Using Luigi by Spotify to manage dependencies between batch jobs
When building piplines that play with data, for instance to update your daily forecast or transform your normalized tables into something a cube likes, you will find yourself trying to keep multiple bath jobs in sync. The Luigi framework by Spotify helps with dependencies between jobs, moving data and gives you a nice web-interface to see the status of your system.

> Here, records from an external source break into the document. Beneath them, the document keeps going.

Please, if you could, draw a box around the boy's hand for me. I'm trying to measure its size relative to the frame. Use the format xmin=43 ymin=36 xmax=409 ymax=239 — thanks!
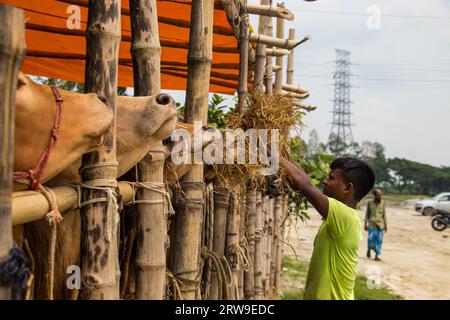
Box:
xmin=280 ymin=156 xmax=328 ymax=219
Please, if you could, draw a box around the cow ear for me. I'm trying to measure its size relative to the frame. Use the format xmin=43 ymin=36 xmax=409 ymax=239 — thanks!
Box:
xmin=17 ymin=71 xmax=27 ymax=90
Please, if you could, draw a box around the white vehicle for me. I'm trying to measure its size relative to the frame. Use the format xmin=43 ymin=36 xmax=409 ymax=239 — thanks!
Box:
xmin=415 ymin=192 xmax=450 ymax=216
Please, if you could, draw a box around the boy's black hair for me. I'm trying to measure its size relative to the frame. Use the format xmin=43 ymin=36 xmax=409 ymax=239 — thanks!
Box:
xmin=330 ymin=158 xmax=375 ymax=201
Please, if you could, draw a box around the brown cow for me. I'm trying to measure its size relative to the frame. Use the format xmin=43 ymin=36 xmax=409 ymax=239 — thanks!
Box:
xmin=14 ymin=72 xmax=113 ymax=191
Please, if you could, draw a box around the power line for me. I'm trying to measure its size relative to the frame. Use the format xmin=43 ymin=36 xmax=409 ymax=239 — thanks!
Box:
xmin=296 ymin=74 xmax=450 ymax=83
xmin=291 ymin=9 xmax=450 ymax=20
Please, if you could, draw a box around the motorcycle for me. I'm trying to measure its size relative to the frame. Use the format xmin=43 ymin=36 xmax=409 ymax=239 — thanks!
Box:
xmin=431 ymin=210 xmax=450 ymax=231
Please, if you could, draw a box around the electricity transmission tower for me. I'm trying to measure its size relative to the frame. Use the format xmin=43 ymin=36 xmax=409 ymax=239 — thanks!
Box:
xmin=328 ymin=49 xmax=353 ymax=155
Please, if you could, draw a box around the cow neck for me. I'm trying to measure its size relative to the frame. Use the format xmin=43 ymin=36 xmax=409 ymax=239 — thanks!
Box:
xmin=13 ymin=85 xmax=64 ymax=190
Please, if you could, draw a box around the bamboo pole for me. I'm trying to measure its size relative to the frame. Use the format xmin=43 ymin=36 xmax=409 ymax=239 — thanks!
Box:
xmin=244 ymin=184 xmax=256 ymax=300
xmin=80 ymin=0 xmax=121 ymax=300
xmin=221 ymin=0 xmax=256 ymax=63
xmin=266 ymin=48 xmax=292 ymax=57
xmin=274 ymin=196 xmax=282 ymax=297
xmin=253 ymin=43 xmax=266 ymax=92
xmin=249 ymin=32 xmax=309 ymax=50
xmin=247 ymin=2 xmax=295 ymax=21
xmin=270 ymin=198 xmax=277 ymax=297
xmin=209 ymin=182 xmax=230 ymax=300
xmin=254 ymin=190 xmax=264 ymax=300
xmin=272 ymin=64 xmax=282 ymax=71
xmin=263 ymin=195 xmax=272 ymax=299
xmin=281 ymin=91 xmax=309 ymax=100
xmin=260 ymin=0 xmax=272 ymax=94
xmin=172 ymin=0 xmax=214 ymax=299
xmin=130 ymin=0 xmax=161 ymax=96
xmin=238 ymin=190 xmax=250 ymax=300
xmin=12 ymin=182 xmax=133 ymax=226
xmin=238 ymin=15 xmax=249 ymax=113
xmin=0 ymin=4 xmax=26 ymax=300
xmin=274 ymin=3 xmax=284 ymax=92
xmin=130 ymin=0 xmax=167 ymax=300
xmin=283 ymin=28 xmax=295 ymax=85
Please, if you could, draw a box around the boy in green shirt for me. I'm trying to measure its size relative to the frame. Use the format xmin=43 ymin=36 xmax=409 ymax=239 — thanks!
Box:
xmin=281 ymin=158 xmax=375 ymax=300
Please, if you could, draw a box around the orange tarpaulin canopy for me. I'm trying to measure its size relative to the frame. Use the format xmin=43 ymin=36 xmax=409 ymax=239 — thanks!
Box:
xmin=0 ymin=0 xmax=243 ymax=94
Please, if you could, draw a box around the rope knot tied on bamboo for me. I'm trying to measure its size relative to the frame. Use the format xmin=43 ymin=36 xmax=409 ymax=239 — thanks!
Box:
xmin=129 ymin=182 xmax=175 ymax=215
xmin=0 ymin=244 xmax=31 ymax=300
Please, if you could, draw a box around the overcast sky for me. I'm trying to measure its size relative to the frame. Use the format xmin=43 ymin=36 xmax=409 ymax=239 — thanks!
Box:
xmin=170 ymin=0 xmax=450 ymax=166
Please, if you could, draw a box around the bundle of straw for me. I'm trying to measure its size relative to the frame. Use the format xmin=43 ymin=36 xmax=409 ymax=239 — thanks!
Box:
xmin=213 ymin=91 xmax=305 ymax=189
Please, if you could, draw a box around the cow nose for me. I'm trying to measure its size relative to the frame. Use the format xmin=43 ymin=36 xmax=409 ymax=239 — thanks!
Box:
xmin=156 ymin=93 xmax=172 ymax=106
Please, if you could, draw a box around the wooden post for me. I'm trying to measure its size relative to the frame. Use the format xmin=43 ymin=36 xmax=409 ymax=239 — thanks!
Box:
xmin=0 ymin=4 xmax=25 ymax=300
xmin=225 ymin=193 xmax=239 ymax=300
xmin=273 ymin=196 xmax=283 ymax=297
xmin=286 ymin=29 xmax=295 ymax=85
xmin=253 ymin=43 xmax=266 ymax=92
xmin=254 ymin=190 xmax=264 ymax=300
xmin=80 ymin=0 xmax=121 ymax=300
xmin=266 ymin=198 xmax=275 ymax=298
xmin=172 ymin=0 xmax=214 ymax=300
xmin=244 ymin=184 xmax=256 ymax=300
xmin=275 ymin=3 xmax=285 ymax=92
xmin=262 ymin=195 xmax=272 ymax=298
xmin=209 ymin=182 xmax=230 ymax=300
xmin=130 ymin=0 xmax=161 ymax=96
xmin=238 ymin=190 xmax=250 ymax=300
xmin=238 ymin=15 xmax=249 ymax=113
xmin=260 ymin=0 xmax=273 ymax=94
xmin=130 ymin=0 xmax=168 ymax=300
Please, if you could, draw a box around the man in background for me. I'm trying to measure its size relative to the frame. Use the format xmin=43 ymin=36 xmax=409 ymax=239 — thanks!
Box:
xmin=364 ymin=189 xmax=387 ymax=261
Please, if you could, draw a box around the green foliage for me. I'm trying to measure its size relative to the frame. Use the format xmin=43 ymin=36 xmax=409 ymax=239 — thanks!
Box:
xmin=177 ymin=94 xmax=235 ymax=129
xmin=355 ymin=277 xmax=402 ymax=300
xmin=387 ymin=158 xmax=450 ymax=195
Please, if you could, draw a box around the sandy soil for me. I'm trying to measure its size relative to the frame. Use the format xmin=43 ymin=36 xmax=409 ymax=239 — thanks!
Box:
xmin=283 ymin=205 xmax=450 ymax=300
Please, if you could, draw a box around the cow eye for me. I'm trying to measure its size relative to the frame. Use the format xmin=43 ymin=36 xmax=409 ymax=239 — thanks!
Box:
xmin=97 ymin=95 xmax=108 ymax=104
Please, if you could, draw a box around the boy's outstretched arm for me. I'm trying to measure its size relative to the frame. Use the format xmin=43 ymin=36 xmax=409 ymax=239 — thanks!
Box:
xmin=281 ymin=157 xmax=328 ymax=219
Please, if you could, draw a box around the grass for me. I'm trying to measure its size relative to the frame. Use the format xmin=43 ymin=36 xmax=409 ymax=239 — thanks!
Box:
xmin=282 ymin=256 xmax=401 ymax=300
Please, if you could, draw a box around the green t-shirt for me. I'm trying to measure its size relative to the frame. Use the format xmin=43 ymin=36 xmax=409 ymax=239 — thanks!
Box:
xmin=303 ymin=198 xmax=361 ymax=300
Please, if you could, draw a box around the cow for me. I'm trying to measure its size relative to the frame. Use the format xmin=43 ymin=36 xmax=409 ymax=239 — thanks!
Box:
xmin=19 ymin=76 xmax=177 ymax=299
xmin=14 ymin=72 xmax=113 ymax=191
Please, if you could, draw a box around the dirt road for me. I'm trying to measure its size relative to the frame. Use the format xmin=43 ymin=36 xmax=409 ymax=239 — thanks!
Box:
xmin=284 ymin=205 xmax=450 ymax=300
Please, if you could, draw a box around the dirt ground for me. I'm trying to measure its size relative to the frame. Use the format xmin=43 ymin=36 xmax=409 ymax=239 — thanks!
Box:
xmin=283 ymin=204 xmax=450 ymax=300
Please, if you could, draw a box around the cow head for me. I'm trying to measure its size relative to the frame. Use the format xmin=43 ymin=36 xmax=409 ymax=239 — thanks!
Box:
xmin=117 ymin=94 xmax=177 ymax=176
xmin=14 ymin=73 xmax=113 ymax=190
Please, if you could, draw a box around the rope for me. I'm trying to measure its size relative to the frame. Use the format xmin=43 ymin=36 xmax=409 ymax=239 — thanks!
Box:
xmin=202 ymin=249 xmax=233 ymax=300
xmin=230 ymin=244 xmax=252 ymax=272
xmin=128 ymin=182 xmax=175 ymax=215
xmin=13 ymin=85 xmax=64 ymax=190
xmin=38 ymin=184 xmax=63 ymax=300
xmin=166 ymin=271 xmax=184 ymax=300
xmin=78 ymin=161 xmax=119 ymax=175
xmin=175 ymin=181 xmax=206 ymax=208
xmin=0 ymin=243 xmax=31 ymax=300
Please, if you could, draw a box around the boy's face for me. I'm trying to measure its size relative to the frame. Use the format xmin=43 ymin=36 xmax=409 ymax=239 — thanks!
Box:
xmin=323 ymin=169 xmax=347 ymax=201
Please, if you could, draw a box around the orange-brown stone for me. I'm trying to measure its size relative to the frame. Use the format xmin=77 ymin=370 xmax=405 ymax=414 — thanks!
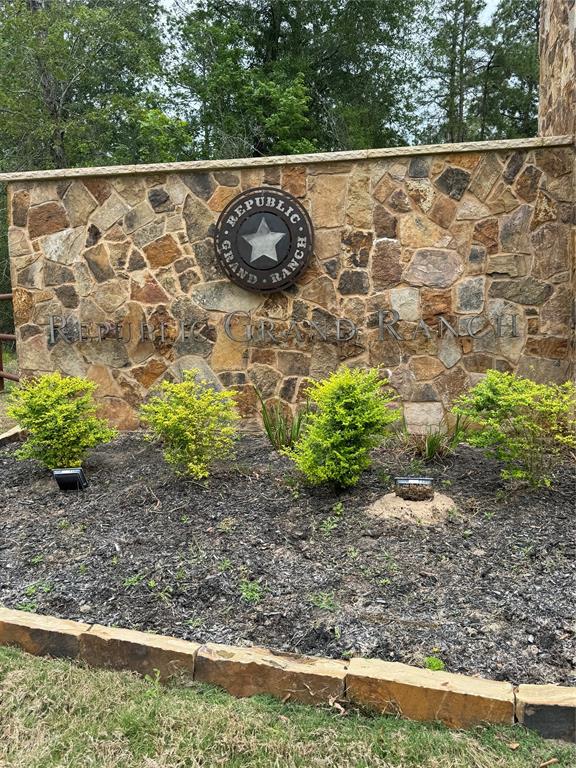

Unfortunately the documentation ot he framework is not very clear how to fully install it. So let's start with that. Luigi can be installed with pip, or building it from source (you'll need git, gcc and the python header files, also it seems python 2.7 is the way to go):
sudo apt-get install git gcc python-dev git clone https://github.com/spotify/luigi.git cd luigi python setup.py install
This is not all. To get the central scheduler running, which you need for full functionality, like the web interface. To run tasks without the central scheduler use the option --local-scheduler at the command line when calling the task. To install the libraries the central scheduler needs:
sudo pip intall docutils python-deamon
To get the central scheduler running the Luigi documentation recommends to run the following (remove the line break):
PYTHONPATH=. python bin/luigid --background --pidfile <PATH_TO_PIDFILE> --logdir <PATH_TO_LOGDIR> --state-path <PATH_TO_STATEFILE>
To just test the central scheduler you can also just run the command luigid. Open your web browser, and browse to localhost:8082, if you installed Luigi on your own computer, or replace localhost with the server address. You should see the a screen similar to the following screenshot:
Now for the fun part: let's test two dependent tasks! I have an example python script here, and an example dataset here. Change the example_dir in the script to match the location where you put the files and run with python luigi_example.py SummarizeTask. If all went fine you should have two new files in your directory: output.txt - a copy of testdata.csv, and output2.txt - containing the average value of the first column of the dataset, a count of rows, and the directory the files are in.
In the web interface dependency graph looks like this when the tasks are running:
And like this when the tasks have finished:
I plan to play more with this framework, so expect more complex examples soon.